63 Mad Behavioral Scientists didn’t get a lot of press, but Klaus had several of them on his payrolls. The morale of the forces of the Empire were often bolstered by statistically odd, but not all that uncommon occurrences that had been carefully woven into an efficient mythos of good luck. Similarly, things that were seen as bad luck tended to be things that happened because of sloppiness (uncoiled ropes), foolishness (not checking your safety line when outside the gondola), or terminal ignorance (lighting a match inside a gasbag). As a result, the Wulfenbach troops did better overall because they felt lucky, and as one surveyed the wreckage of those who went up against them, it was a hard point to argue against. If only because it was unlucky.

64 No other single attribute or talent of the Heterodyne family is so little understood, even today, as the ability they refer to as heterodyning. True heterodyning consists of producing an audible frequency that is the exact opposite of an existing audible frequency. These two frequencies ideally “cancel each other out.” Agatha and other Heterodynes claim that they could produce a type of vocal “humming” that reduced or eliminated ambient noise, making it much easier to sink into a Spark enhanced fugue-state.

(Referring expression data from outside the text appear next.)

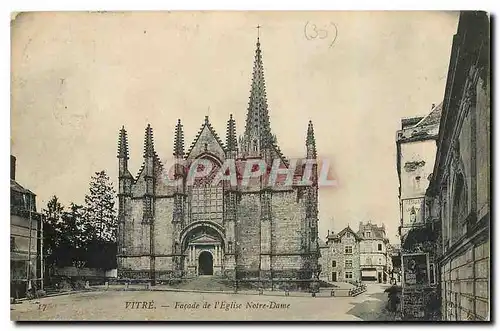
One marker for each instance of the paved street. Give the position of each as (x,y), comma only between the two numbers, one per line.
(175,306)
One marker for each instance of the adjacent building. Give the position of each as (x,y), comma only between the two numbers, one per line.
(416,152)
(256,233)
(341,260)
(373,252)
(459,190)
(26,263)
(351,256)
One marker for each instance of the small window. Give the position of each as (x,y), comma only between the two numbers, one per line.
(432,274)
(348,264)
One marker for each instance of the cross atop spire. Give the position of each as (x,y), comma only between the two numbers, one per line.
(123,144)
(310,142)
(179,140)
(148,143)
(257,129)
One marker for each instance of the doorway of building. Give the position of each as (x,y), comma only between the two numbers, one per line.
(205,263)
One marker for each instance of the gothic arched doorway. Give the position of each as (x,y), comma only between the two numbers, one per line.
(206,263)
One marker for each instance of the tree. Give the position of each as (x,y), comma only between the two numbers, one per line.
(100,213)
(52,230)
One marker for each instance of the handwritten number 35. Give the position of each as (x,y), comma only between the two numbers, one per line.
(311,32)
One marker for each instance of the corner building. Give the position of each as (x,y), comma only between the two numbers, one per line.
(256,234)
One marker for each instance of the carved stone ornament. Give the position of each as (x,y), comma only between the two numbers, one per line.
(413,165)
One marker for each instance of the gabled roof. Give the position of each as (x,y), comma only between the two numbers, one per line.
(15,186)
(209,127)
(204,239)
(433,118)
(377,232)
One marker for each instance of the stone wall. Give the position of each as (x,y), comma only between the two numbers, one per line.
(248,232)
(465,285)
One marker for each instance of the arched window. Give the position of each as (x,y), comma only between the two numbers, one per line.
(459,210)
(206,199)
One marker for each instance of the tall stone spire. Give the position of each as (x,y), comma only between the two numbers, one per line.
(149,150)
(231,141)
(310,142)
(257,129)
(123,144)
(179,140)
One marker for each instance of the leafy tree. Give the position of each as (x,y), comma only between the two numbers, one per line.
(52,230)
(100,212)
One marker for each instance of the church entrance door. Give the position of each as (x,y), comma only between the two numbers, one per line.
(206,263)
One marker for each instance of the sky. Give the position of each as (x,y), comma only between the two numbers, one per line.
(78,77)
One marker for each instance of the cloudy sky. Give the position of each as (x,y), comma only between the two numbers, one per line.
(78,77)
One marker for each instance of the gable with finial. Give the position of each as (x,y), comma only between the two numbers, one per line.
(206,141)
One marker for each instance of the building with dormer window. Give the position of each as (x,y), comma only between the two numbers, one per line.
(247,233)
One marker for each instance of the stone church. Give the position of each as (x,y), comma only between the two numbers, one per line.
(257,233)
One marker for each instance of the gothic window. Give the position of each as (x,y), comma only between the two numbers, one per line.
(459,206)
(206,199)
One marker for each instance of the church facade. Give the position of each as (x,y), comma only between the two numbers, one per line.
(246,231)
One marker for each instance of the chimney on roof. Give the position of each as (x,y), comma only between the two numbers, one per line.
(13,167)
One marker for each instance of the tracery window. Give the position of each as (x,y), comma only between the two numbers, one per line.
(206,199)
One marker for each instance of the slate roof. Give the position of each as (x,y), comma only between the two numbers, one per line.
(434,117)
(15,186)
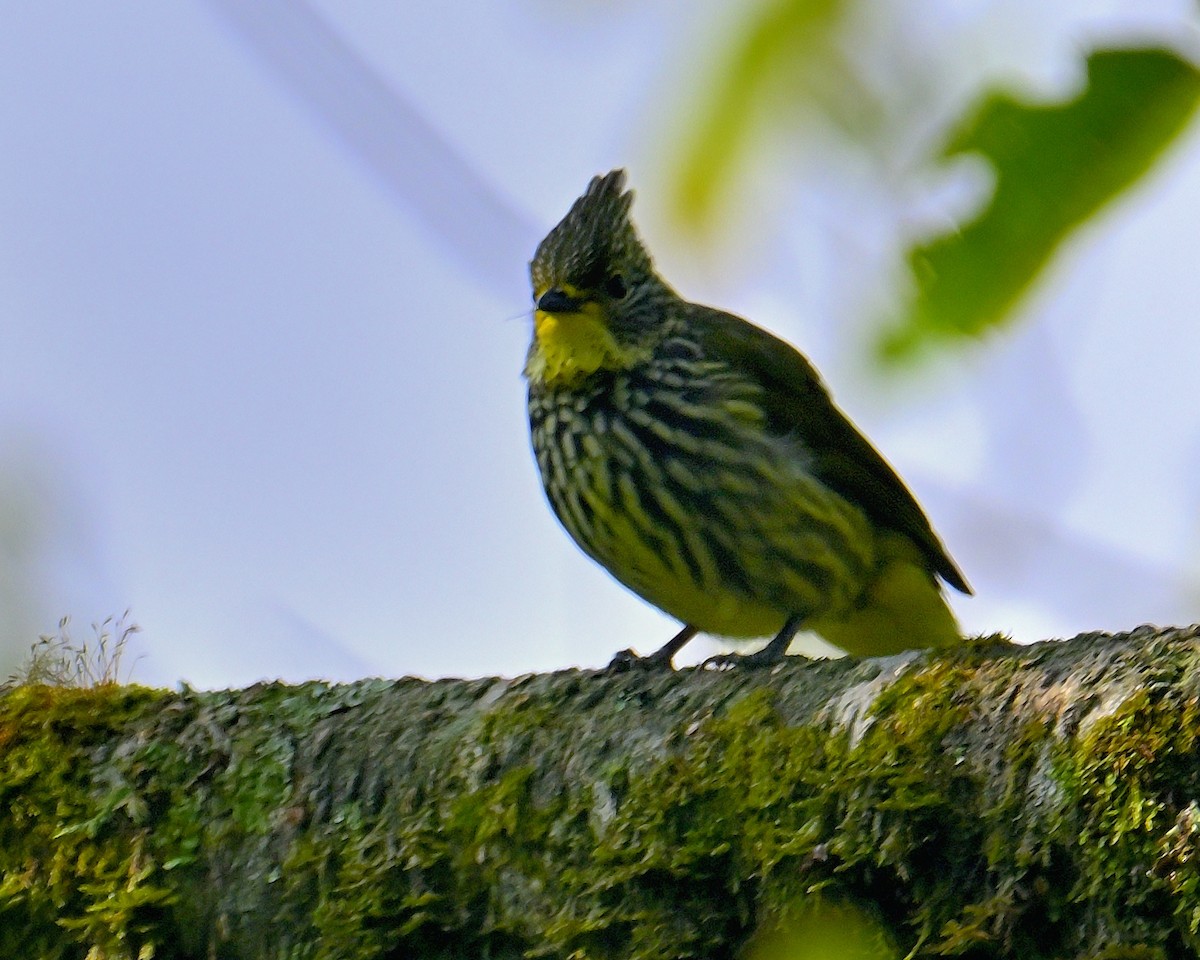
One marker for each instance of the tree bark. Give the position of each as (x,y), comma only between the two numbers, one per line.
(989,802)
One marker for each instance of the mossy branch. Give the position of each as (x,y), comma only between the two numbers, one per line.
(996,801)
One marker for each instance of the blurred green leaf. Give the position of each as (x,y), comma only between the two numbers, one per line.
(779,41)
(1055,167)
(820,930)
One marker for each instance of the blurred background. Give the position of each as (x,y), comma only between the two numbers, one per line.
(264,306)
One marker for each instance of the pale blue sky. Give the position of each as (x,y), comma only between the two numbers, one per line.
(262,323)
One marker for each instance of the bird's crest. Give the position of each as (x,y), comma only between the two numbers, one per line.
(593,239)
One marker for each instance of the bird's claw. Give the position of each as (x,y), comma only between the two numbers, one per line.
(628,659)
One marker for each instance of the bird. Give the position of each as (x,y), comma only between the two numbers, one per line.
(702,462)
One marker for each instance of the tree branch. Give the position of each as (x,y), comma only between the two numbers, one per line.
(995,801)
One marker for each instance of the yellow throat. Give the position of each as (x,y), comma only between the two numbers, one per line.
(568,347)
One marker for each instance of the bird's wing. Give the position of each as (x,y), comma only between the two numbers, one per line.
(797,403)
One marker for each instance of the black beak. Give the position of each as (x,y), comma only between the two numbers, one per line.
(556,301)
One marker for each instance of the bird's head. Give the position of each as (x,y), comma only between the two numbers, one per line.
(598,303)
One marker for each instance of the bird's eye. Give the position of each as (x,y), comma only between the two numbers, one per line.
(615,287)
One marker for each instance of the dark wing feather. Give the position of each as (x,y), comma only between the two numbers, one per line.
(843,459)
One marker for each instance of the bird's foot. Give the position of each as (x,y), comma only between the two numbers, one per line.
(757,660)
(627,660)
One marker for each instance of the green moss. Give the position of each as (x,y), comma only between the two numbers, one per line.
(327,825)
(69,882)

65 This led to even more exciting experiences with incorruptible gendarmes, state-of-the-art jail cells, and a once-in-a-lifetime-if-you-are-lucky meeting with the Master of Paris himself. When this was done, they were sent home with many exciting memories, several train cars full of purchases, and an assignment to read and write a report on Rousseau’s “Discourse on the Basis of Inequality”.

66 Being French, they used better words than that.

67 Alfons Mucha is one of a handful of recognized Sparks who turned their talents to Art, instead of Science. He believed that aesthetically, nature was a superior designer and structural engineer, and so he produced a wide variety of man-made objects that looked as if they had been grown organically. These indeed proved to be stronger and more efficient, but tended to dry up and fall over in the autumn. Alfons also believed that beautiful women should wear as little as possible, and designed many outfits to prove it. Thus, while his architectural business foundered, its give-away calendars were extremely popular.

68 Except to say that, when engaged in the perfectly legitimate art form known as Storytelling amidst the general public, one should always be aware of any and all local ordinances regarding slander, gossip, and defamation of character regarding a town’s leaders, who usually regard freedom of expression as something reserved wholly for themselves. Just saying.

69 This is a phrase in the original language of the Mechanicsburg region, which roughly translates as, “Are you going to eat me?” Any long-time resident of Mechanicsburg will tell you that this is a remarkably useful phrase to know. Your Professor (for yes, this falsely incarcerated person was, in fact Professor Philip Foglio), is, despite the shrill claims of the local Chamber of Commerce, indeed a native-born son of Mechanicsburg.

70 Sparkhunds were a breed of wolf/mastiff hybrids, specially bred to hunt down Sparks. It was inevitable that some of the more perverse Sparks had found the concept amusing, and thus had made their own contributions to the breed. As a result, the Sparkhunds at the time of our story were enormous, semi-intelligent creatures with rudimentary hands and jaws that could tear through armor plating. Naturally, they still hunted Sparks, but now they enjoyed it.

71 Many Jägers lose touch with their humanity. This should come as no surprise, considering they were recruited from the Heterodyne’s army of reavers, pillagers, thugs and warriors, who were not chosen for their warmth and sensitivity to begin with. What did come as a surprise, was that to some degree or another, over time, they all regretted this loss. Many of them tried to develop interests and hobbies that tied them to normal people. The Jäger, Ognian, took an inordinate amount of interest in his descendants. He maintained records. He kept scrapbooks. He tried to set them up on dates. Thanks to his help, the Professor’s family, at the time of our story, was dangerously close to going extinct.